Annibal Carrache meurt à Rome en 1609 et, selon son vœu, il est inhumé auprès de Raphaël (1483-1520).
Le Triomphe de Bacchus et d’Ariane (voûte du palais Farnèse, 1597-1602).
Fresque. Annibal Carrache a représenté le Triomphe de Bacchus et d'Ariane,
tous deux montés sur des chars marchant de front et traînés par des tigres et
des boucs blancs. Autour sont des faunes, des satyres, des bacchantes qui
leur font cortège.
Triomphe de Bacchus et d’Ariane (voûte
palais Farnèse détail, 1597-1602)Triomphe
de Bacchus et d’Ariane (voûte palais Farnèse
détail, 1597-1602). Fresque.
Il est courant d’associer les deux frères (Annibal et Agostino), et le cousin (Lodovico ou
Ludovico) sous l’appellation Les Carrache. Si la plus forte personnalité artistique est
Annibal, ils ont souvent constitué une équipe, en particulier pour fonder et animer leur
académie ou pour décorer le palais Farnèse.
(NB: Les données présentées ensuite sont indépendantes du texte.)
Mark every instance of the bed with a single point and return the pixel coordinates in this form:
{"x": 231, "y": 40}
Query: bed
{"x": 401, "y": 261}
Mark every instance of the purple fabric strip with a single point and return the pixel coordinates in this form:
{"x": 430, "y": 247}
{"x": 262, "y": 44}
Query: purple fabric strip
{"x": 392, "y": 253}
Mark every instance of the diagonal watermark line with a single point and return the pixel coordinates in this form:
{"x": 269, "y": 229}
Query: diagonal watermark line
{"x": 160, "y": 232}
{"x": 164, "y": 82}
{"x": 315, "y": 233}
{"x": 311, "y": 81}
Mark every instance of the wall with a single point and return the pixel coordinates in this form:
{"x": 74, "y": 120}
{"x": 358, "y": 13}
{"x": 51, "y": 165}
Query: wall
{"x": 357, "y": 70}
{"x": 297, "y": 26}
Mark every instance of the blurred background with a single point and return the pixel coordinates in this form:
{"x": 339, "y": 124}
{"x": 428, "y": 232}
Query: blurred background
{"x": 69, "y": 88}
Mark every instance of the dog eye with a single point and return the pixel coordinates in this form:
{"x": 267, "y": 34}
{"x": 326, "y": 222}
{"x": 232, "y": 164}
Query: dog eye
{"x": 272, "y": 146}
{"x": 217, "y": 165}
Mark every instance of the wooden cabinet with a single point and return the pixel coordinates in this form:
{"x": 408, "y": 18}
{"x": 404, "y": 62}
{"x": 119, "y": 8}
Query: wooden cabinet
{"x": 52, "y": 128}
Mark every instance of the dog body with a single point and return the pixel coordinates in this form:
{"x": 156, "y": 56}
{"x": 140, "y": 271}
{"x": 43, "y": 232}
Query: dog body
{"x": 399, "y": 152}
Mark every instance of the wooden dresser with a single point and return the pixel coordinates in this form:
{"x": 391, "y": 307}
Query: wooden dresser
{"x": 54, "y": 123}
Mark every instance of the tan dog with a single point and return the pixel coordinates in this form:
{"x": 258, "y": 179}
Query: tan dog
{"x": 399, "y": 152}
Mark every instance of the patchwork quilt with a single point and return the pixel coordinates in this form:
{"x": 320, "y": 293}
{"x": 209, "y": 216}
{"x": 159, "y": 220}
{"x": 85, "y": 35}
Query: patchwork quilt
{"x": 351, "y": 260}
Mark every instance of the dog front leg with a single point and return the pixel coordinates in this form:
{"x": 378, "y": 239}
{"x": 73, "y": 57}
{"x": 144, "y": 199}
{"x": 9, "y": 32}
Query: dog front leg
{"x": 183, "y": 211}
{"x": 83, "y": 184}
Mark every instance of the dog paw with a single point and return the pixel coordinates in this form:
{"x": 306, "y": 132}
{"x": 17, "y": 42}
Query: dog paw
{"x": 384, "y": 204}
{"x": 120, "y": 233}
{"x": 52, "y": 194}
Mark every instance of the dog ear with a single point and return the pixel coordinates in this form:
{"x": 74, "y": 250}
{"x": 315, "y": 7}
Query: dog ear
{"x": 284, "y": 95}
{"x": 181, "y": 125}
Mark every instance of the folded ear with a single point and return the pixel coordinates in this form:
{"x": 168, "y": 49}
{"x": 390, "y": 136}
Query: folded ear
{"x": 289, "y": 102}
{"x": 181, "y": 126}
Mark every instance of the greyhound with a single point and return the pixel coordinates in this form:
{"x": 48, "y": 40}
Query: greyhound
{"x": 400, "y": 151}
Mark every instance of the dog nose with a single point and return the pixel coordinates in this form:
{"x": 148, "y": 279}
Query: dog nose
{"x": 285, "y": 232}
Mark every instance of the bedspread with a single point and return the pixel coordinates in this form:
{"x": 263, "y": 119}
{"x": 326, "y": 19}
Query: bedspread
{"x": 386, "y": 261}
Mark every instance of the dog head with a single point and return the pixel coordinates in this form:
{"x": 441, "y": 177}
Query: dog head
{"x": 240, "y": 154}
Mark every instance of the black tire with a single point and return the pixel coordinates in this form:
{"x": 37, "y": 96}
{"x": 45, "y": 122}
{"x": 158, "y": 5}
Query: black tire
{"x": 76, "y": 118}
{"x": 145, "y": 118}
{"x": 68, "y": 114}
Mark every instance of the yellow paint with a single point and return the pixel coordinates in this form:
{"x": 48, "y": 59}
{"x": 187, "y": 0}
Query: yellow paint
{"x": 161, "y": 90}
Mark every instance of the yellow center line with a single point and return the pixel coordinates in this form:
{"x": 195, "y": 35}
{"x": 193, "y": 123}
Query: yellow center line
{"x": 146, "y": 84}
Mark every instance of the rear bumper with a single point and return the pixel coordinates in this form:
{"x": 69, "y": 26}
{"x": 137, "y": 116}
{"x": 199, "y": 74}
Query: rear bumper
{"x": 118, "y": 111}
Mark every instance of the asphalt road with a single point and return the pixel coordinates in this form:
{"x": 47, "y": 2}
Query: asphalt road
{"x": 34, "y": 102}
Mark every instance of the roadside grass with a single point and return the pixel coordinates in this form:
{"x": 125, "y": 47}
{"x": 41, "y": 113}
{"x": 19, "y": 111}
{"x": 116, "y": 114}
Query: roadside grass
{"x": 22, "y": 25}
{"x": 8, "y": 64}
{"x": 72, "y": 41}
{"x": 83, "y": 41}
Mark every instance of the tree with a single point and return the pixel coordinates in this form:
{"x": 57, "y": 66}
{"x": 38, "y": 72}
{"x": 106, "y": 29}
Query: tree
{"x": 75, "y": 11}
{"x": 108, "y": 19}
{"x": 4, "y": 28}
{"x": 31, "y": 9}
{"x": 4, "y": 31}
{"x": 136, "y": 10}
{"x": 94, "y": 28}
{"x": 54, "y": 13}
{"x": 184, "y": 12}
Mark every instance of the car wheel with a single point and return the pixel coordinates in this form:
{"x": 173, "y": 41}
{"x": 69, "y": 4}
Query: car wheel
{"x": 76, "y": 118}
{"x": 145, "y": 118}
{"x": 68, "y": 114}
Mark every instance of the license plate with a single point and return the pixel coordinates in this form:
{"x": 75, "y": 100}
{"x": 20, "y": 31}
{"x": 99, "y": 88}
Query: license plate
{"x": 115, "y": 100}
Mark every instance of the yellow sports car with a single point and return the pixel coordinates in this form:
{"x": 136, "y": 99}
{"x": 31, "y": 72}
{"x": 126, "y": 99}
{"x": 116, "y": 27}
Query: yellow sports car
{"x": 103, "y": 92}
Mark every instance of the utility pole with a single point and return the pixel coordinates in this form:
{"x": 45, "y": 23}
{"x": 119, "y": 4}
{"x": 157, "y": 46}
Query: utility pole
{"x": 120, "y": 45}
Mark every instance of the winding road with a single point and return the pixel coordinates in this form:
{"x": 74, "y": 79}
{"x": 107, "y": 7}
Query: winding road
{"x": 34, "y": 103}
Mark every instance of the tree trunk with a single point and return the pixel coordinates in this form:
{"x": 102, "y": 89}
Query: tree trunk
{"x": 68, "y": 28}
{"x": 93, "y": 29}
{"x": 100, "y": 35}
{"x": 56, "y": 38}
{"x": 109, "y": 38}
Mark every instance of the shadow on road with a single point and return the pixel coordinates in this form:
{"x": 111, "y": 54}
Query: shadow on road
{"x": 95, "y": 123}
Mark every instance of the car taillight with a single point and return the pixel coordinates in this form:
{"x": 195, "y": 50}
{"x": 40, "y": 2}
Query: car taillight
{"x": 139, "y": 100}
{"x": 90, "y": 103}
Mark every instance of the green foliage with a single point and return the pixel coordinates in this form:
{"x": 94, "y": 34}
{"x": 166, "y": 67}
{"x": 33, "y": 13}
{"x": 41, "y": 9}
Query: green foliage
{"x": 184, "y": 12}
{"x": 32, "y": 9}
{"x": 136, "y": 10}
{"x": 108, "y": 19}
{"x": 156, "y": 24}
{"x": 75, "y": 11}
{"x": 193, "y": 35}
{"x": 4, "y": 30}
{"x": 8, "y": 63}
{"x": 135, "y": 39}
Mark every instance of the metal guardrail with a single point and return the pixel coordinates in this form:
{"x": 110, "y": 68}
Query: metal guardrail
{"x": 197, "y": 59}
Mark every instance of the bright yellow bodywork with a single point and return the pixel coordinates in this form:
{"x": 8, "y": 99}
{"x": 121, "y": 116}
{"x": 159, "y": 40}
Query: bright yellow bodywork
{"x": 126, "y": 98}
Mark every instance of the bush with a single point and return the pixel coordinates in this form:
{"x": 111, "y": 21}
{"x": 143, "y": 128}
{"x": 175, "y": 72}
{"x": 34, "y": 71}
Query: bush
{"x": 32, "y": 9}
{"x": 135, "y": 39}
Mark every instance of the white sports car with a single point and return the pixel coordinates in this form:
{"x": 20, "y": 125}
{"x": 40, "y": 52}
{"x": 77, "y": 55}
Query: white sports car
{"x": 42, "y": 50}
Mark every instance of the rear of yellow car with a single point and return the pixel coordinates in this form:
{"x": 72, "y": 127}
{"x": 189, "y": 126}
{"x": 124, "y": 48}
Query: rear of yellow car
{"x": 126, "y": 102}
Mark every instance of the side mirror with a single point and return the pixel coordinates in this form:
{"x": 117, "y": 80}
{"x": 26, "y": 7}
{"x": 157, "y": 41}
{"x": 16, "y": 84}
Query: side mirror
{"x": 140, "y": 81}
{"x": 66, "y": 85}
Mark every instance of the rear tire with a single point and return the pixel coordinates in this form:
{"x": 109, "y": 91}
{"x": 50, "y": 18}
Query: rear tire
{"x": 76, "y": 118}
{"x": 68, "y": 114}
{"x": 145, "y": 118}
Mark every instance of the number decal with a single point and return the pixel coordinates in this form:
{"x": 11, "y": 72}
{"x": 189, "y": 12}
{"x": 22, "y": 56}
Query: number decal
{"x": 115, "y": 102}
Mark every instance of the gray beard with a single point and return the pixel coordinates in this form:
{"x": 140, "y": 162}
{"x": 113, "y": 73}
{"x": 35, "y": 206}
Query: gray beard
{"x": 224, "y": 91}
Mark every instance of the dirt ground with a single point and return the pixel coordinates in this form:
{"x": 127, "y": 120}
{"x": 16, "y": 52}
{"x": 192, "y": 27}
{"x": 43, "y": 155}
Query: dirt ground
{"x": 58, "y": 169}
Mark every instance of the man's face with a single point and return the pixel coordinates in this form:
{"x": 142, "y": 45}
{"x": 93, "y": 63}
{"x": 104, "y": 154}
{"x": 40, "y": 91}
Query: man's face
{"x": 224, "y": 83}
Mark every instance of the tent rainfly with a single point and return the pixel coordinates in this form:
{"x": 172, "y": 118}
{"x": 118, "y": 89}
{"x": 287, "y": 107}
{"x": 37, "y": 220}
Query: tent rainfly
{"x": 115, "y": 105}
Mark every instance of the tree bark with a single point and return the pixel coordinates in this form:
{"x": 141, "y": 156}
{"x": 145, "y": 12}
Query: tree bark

Les Carrache ont joué un rôle de premier
plan car leur académie est à la racine du dépassement du maniérisme et de
l’implantation du classicisme du 17e siècle, en particulier en France. Doivent-ils être
rattachés au baroque ou au classicisme ? Bien entendu, une telle question n’a pas de
réponse. Toute classification se heurte à des problèmes de limites et dans le domaine
artistique, ces limites sont assez floues. Du baroque, les Carrache possèdent le
réalisme, la volonté de revenir à la nature, qui se manifeste en particulier dans la
valorisation du paysage, genre considéré comme secondaire auparavant. Leur nature est
cependant assez nettement idéalisée, car l’inspiration provient de Raphaël et le culte du
beau est un élément central. C’est plutôt le vrai que le réel qui est recherché : respect du
modèle, minutie dans l’exécution s’opposent à l’exagération, à la volonté manifeste de
briller par une fantaisie débridée propre au maniérisme. Mais la peinture des Carrache
correspond également à certaines caractéristiques du classicisme : rigueur de la
composition, importance du dessin (ils cherchent à concilier dessin et couleur). Leur
œuvre majeure, les fresques du palais Farnèse à Rome, illustre bien cette double
inspiration : réalisme et mouvement, mais composition parfaitement équilibrée et
contours nettement apparents qui indiquent l’importance accordée au dessin.